If metoclopramide therapy does not work out well for patients with gastroparesis, Berardi said, health care providers should consider the limited-access program for cisapride or therapy with erythromycin, which stimulates gastrointestinal motility. This latter option comes with the hazards from long-term antimicrobial use, she added. 

There seems to be two first-choice options for patients with nighttime heartburn caused by GERD. Berardi suggested use of a PPI. Pharmacy professor Donald R. Miller, Pharm.D., FASHP, of North Dakota State University, Fargo, suggested metoclopramide, cautioning that the extrapyramidal symptoms "would be problematic for older people." 

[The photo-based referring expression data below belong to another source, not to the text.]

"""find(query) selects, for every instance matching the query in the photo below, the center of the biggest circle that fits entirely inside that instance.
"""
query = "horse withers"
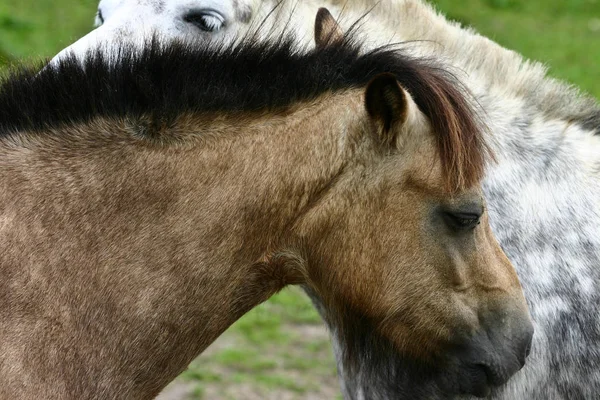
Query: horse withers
(148, 204)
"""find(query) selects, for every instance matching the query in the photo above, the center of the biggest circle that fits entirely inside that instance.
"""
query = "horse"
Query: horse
(149, 203)
(545, 134)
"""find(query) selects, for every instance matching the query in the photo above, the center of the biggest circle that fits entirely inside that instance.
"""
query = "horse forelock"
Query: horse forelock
(167, 80)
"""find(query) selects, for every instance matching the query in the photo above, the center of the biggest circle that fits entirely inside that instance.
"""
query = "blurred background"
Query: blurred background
(280, 350)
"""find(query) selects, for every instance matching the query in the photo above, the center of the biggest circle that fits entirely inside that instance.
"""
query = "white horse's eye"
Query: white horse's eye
(205, 20)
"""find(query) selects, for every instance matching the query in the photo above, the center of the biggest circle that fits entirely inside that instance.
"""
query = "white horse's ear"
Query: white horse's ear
(327, 30)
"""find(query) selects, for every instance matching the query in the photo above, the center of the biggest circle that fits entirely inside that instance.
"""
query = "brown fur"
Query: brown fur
(123, 258)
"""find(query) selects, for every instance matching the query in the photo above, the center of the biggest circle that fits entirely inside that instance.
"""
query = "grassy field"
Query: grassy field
(280, 350)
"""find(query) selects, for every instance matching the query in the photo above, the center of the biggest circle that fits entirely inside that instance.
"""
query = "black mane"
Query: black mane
(164, 81)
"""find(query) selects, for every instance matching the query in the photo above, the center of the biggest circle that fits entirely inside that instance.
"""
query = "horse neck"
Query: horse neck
(155, 248)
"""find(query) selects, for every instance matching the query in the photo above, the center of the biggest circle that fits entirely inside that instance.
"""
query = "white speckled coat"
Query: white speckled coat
(543, 193)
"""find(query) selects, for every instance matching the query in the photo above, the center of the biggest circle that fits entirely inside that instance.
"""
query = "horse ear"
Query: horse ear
(388, 105)
(327, 30)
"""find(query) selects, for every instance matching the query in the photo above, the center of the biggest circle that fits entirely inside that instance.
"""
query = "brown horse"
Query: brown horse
(145, 206)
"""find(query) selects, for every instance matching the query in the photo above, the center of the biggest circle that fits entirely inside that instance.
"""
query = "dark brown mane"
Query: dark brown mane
(456, 126)
(162, 82)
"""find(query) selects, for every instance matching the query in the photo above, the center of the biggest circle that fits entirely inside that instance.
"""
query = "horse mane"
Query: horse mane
(165, 80)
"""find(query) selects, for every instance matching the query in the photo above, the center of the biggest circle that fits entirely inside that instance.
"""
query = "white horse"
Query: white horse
(543, 193)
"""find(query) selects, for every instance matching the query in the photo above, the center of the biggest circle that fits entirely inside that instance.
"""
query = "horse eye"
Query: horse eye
(205, 20)
(461, 221)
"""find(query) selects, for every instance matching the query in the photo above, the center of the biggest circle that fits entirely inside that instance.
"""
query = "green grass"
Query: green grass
(278, 347)
(563, 34)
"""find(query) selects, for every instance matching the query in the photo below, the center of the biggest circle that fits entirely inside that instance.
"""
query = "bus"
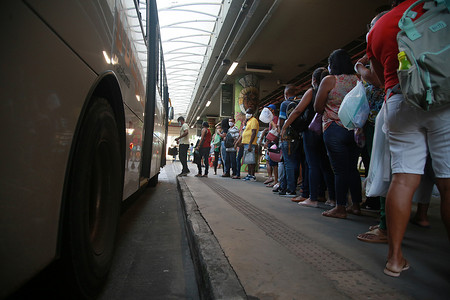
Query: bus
(84, 110)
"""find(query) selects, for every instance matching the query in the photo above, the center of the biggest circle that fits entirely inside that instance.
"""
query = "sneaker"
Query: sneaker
(276, 188)
(246, 177)
(288, 194)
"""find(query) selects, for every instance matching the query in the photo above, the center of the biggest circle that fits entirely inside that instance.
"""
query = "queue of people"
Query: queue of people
(327, 161)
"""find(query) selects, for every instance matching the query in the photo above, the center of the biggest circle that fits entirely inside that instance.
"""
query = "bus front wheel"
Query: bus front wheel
(94, 199)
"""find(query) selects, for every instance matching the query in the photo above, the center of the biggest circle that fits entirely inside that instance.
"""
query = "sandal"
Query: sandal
(352, 211)
(330, 203)
(308, 203)
(269, 180)
(390, 272)
(373, 227)
(333, 214)
(373, 236)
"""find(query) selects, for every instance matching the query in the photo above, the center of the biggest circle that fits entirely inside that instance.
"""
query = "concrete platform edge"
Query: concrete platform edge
(217, 279)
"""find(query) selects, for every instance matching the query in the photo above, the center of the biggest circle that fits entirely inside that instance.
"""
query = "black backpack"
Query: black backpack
(229, 140)
(302, 122)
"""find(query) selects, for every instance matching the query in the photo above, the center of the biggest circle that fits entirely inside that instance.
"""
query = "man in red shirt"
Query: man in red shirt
(413, 133)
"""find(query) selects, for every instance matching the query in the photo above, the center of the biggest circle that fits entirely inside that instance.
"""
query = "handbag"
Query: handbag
(379, 177)
(275, 153)
(197, 157)
(249, 157)
(266, 115)
(354, 109)
(316, 124)
(272, 136)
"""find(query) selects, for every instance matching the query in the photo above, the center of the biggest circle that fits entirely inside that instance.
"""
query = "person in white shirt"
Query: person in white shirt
(183, 141)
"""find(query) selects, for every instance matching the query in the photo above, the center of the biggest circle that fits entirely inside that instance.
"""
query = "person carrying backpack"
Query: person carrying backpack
(318, 164)
(290, 143)
(413, 133)
(230, 159)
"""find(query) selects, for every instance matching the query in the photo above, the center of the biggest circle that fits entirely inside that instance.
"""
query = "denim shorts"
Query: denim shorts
(413, 133)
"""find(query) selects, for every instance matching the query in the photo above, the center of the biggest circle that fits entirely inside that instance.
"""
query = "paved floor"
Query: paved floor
(280, 250)
(248, 243)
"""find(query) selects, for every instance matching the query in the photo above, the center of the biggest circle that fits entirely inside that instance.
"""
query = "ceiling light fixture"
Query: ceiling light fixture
(258, 68)
(231, 69)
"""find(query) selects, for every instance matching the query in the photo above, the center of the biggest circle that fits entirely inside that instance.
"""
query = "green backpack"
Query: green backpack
(426, 42)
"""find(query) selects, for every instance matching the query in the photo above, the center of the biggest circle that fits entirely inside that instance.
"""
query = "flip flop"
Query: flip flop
(268, 181)
(307, 204)
(373, 236)
(417, 223)
(352, 211)
(373, 227)
(330, 214)
(393, 273)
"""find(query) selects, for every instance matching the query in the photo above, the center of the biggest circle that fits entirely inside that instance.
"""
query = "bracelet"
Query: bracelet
(355, 67)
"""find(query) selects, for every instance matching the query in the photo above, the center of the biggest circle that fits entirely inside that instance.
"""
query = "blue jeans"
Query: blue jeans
(183, 157)
(239, 159)
(291, 165)
(204, 154)
(343, 153)
(223, 153)
(318, 165)
(230, 162)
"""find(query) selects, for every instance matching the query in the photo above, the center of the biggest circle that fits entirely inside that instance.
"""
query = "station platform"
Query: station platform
(249, 243)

Patients who use cisapride to treat severe refractory or IBS-related constipation should try using agents specific for constipation, Berardi said. 

Miller suggested the following initial dosages for metoclopramide therapy: 10 mg four times a day; or, for older patients, 5 mg four times a day. Berardi added that the dosage should be 5 mg three or four times a day for patients whose renal function is not optimal. 

Physicians will receive information about the limited-access program in April, Janssen said. Enrollment will start May 1. Supplies of cisapride tablets and suspension will remain in pharmacies until mid-August, the company said. 

Berardi urged pharmacists to take on an advocacy role and, with patients' consent, encourage physicians to request access to cisapride when alternative treatments do not produce desired results. "There are clearly situations where benefit outweighs risk with this drug," she said.